Die Bistumszeitung „Konradsblatt“ Nr. 25 vom 21.6.2020 zitiert unter „Pressestimmen“ die Frankfurter Allgemeine Zeitung (FAZ). Dort heißt es:

“Der Synodale Weg‘ …mit seinen Themen Macht, Frauen und Sexualmoral (wird) nun endgültig zur Arena, in der es für die katholische Kirche …um Alles oder Nichts geht“.

Das hat die FAZ richtig beobachtet.

In der Vorbereitung des „Synodalen Prozesses“ wurde bereits deutlich, dass der sexuelle Missbrauch instrumentalisiert wird, um eine „andere Kirche“ zu schaffen.
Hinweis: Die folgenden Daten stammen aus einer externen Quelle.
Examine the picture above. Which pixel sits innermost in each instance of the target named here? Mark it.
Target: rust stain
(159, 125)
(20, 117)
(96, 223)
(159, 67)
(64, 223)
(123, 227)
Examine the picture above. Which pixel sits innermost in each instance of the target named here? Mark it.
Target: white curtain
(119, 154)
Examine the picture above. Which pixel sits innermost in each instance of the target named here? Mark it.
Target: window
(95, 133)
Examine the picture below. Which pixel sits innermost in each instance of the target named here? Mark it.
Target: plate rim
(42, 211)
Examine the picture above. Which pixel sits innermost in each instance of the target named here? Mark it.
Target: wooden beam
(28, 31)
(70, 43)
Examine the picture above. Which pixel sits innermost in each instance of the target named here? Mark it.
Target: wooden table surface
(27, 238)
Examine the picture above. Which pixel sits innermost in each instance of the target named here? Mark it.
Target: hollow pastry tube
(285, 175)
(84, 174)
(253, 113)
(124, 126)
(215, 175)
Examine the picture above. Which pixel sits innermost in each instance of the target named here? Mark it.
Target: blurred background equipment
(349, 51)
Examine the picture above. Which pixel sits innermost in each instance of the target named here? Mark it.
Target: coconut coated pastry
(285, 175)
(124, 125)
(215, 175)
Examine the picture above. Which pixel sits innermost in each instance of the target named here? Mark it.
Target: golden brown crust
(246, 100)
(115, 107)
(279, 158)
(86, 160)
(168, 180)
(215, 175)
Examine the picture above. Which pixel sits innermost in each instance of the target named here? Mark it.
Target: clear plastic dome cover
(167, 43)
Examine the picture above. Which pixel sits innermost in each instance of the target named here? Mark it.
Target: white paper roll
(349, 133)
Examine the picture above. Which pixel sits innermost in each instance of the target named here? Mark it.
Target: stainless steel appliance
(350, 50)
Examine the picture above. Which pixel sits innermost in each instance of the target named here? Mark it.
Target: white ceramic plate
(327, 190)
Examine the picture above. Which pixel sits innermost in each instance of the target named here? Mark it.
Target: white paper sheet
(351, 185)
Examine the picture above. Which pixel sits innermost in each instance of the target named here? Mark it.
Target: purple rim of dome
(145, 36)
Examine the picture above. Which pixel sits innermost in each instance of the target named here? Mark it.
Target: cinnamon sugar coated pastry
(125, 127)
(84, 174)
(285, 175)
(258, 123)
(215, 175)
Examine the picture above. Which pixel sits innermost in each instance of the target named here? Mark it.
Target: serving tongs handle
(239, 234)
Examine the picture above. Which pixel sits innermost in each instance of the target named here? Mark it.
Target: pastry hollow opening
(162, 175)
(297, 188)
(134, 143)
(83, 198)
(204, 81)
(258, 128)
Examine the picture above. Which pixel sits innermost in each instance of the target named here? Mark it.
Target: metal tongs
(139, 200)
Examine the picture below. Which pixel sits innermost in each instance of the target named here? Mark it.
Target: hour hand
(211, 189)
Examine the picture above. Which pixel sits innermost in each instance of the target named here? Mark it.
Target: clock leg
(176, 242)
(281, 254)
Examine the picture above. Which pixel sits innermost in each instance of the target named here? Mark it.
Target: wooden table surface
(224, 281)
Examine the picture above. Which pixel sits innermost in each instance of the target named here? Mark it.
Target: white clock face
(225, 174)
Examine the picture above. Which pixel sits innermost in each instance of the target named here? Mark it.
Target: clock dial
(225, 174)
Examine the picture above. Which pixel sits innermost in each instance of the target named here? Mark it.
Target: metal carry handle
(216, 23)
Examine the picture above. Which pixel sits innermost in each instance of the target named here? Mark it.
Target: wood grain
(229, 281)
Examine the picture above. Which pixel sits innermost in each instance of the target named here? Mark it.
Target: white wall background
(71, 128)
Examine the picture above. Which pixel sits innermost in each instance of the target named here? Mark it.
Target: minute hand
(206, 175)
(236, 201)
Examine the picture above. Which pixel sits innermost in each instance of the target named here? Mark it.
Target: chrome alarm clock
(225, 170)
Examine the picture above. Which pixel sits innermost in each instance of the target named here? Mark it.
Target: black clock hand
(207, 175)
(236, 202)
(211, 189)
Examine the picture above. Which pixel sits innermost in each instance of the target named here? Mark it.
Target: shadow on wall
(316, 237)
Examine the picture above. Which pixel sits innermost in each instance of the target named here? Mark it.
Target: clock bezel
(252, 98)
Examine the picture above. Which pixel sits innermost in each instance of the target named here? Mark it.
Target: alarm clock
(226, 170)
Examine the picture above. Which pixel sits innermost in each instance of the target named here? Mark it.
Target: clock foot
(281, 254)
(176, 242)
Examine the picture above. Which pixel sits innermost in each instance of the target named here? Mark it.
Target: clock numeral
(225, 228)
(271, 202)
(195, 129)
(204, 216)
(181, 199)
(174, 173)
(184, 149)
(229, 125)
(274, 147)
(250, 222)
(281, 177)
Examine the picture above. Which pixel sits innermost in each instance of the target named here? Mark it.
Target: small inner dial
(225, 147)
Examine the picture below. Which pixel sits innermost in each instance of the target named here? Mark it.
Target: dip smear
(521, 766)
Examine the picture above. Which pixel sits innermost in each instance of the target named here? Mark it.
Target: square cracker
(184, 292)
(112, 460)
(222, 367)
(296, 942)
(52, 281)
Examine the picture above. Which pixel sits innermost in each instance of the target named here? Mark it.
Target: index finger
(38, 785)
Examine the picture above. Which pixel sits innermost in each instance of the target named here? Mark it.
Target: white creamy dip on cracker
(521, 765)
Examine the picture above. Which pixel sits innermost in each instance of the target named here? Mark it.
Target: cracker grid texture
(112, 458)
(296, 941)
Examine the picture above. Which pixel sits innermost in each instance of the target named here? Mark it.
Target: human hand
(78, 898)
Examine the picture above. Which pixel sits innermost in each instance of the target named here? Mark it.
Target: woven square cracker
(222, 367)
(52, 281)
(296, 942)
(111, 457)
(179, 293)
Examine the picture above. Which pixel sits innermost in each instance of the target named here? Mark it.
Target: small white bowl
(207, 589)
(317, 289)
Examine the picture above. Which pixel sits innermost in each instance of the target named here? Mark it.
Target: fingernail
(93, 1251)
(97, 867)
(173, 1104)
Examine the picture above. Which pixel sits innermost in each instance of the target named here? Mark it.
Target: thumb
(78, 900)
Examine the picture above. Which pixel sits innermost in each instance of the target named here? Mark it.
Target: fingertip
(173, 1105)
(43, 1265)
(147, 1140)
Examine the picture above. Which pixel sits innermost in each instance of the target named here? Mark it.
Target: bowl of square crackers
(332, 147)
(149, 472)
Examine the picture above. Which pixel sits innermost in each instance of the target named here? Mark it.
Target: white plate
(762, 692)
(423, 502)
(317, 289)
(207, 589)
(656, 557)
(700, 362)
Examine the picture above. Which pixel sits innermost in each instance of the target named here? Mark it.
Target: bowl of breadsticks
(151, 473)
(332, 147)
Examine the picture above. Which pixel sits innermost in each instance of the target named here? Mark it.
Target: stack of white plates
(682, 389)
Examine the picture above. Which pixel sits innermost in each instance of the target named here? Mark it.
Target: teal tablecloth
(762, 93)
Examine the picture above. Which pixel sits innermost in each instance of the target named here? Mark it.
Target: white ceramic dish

Die Themen, die in keinem ursächlichen Zusammenhang mit dem sexuellen Missbrauch stehen, wie mehrfach festgestellt wurde, dienen als Rammböcke, um das katholische Lehrgebäude zum Einsturz zu bringen.

Die Bereitschaft, auch Vorlagen, die im Widerspruch zur Lehre der Kirche stehen, zur Abstimmung zu bringen, beweist diese Intention.

Der Regensburger Bischof Voderholzer hat sich nach der Abstimmung auf der Bischofskonferenz am 25. September 2019  sich klar dazu geäußert. Wer sich darüber näher informieren will, kann das bspw. im Februarheft 2020 der katholischen Monatszeitschrift „Der Fels“ tun.

Voderholzer war in seiner Stellungnahme bereits klar, dass es beim „Synodalen Weg“ für die katholische Kirche um „Alles oder Nichts“ geht.